Cuba est en contact avec "plus de 30 pays" pour ses vaccins

 LA HAVANE, 2 juine (AFP) Cuba est en contact avec « plus de 30 pays » au sujet de ses cinq candidats-vaccins contre le coronavirus,

ont indiqué mercredi les autorités sanitaires de l’île, qui ont prévenu qu’elles ne signeraient « aucun contrat » qu’elles ne puissent respecter.

« Il y a un très grand déficit de vaccins dans le monde et tous les jours, nous recevons des demandes », a déclaré lors d’une conférence de presse Mayra Mauri, vice-présidente du groupe pharmaceutique d’État BioCubaFarma.

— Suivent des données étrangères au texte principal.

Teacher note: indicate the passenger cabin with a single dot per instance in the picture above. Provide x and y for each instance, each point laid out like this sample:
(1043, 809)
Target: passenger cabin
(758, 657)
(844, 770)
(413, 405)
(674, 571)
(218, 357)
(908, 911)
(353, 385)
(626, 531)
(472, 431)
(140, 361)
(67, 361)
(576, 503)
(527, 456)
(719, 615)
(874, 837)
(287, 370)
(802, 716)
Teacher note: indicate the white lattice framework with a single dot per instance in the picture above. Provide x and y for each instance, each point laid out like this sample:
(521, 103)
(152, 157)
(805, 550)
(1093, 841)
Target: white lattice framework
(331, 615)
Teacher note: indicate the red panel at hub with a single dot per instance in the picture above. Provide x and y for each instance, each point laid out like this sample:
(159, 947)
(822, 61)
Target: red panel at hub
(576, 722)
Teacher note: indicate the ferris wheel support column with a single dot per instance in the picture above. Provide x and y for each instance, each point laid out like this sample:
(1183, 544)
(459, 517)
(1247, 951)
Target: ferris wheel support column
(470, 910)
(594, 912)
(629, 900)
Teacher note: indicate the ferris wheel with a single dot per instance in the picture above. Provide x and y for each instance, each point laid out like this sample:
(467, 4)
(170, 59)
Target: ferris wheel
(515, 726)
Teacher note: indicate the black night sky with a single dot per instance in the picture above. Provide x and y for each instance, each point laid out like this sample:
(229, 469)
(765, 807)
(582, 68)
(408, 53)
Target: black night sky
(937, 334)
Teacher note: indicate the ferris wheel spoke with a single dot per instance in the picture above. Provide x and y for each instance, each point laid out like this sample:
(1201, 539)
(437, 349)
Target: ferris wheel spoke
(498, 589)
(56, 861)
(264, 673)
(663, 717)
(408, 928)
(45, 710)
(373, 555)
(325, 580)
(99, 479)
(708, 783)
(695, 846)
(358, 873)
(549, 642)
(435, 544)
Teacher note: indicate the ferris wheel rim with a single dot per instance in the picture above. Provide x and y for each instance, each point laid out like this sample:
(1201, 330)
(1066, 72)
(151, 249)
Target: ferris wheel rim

Actuellement, « nous avons des échanges très actifs avec plus de 30 pays », a-t-elle ajouté, précisant que Cuba suivrait « un principe fondamental : nous ne signerons aucun contrat qu’on ne puisse honorer ».

La semaine dernière, la ministre de la Santé argentine, Carla Vizzotti, a effectué une visite de travail à Cuba et les deux pays ont signé un accord ratifiant leur volonté de collaborer dans la production de vaccins cubains.

« Les conversations ont porté sur […] l’intérêt pour l’Argentine de pouvoir compter sur les vaccins cubains », selon Mme Mauri.

D’autres pays comme l’Iran, le Mexique et le Venezuela se sont montrés intéressés par ces candidats-vaccins qui, en cas de feu vert, seraient les premiers vaccins conçus et produits en Amérique latine.

Sur les cinq candidats, deux sont en phase finale d’essais et l’autorisation officielle est attendue pour juin.

Mais face au rebond de cas, l’île a commencé à vacciner les zones les plus touchées le 12 mai. Les autorités prévoient d’avoir vacciné 70 % de la population d’ici fin août.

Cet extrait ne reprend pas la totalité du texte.